On the one hand, duplicate content is a dangerous factor that people have dealt with for years. In the “old days” (before 2009) blogs were blatantly duplicating content to make their websites seem larger. Google destroyed this practice with an algorithm update, and now people aren’t so obvious about duplicating content.

With multiple tag archive pages that have mostly the same content you run the risk of getting a penalty. However, you don’t have to worry about legitimately separate tags that contain a lot of the same content. Yes, this is technically duplicated content, but Google’s algorithms are now smart enough to sense that the tag reference is different enough (but contains the same articles) so as to not penalize you.

A good example here (because this is a bit complicated) is the difference between the tag “tools” and “saws.” Every post you write about saws will probably have both of those tags. This means that the archive pages for “tools” and “saws” will contain a lot of the same content. Google’s algorithm understands that a saw is a tool, and that these are legitimately separate terms, so it won’t penalize you.

Wrapping Up

Tags are incredibly useful tools that allow you to organize content for yourself, your readers, and algorithms. They will never pack a huge SEO punch, but when used correctly they don’t hurt your SEO. Mostly they help readers find your content, which should be your primary concern. Just don’t tag too many terms and you should be fine.
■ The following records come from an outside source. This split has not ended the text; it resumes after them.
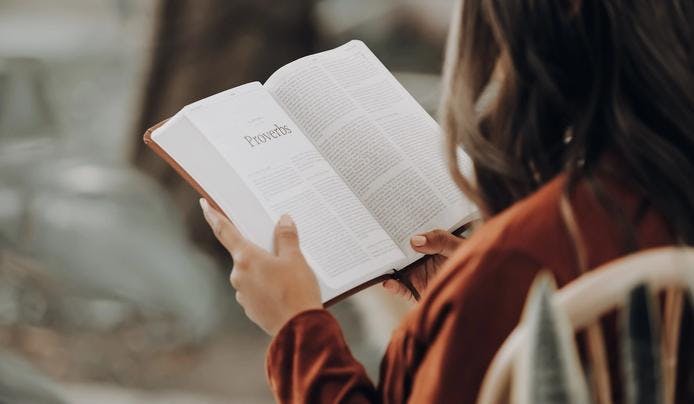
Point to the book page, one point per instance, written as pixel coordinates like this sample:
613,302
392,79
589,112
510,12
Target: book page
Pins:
283,169
387,149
For those who have way too many tags, consider spending a day culling everything you don’t use or need. For those just starting, develop a specific plan for your tags (and categories) so that as your website builds your tags grow in the right direction.



Comments

  1. DadView

    says:

    Thanks for the tip, i was overusing tags with about 20 tags per post. I just spent a full day bringing all posts down to 5 main tags. I had over 100 posts to fix

  2. Jacky Nguyen says:

    thanks for the tips. I decided to remove all tags from my site now. Don’t know it is bad or good 🙁

  3. Ashley

    says:

    If we have too many tags that are synonyms. Can we just delete the tags or do we need to redirect them?

  4. mipauniga

    says:

    Note: Your tags will be removed and categories will be assigned to the posts that used to be in those tags. If you want to convert your categories back to tags, please check out converting categories to tags.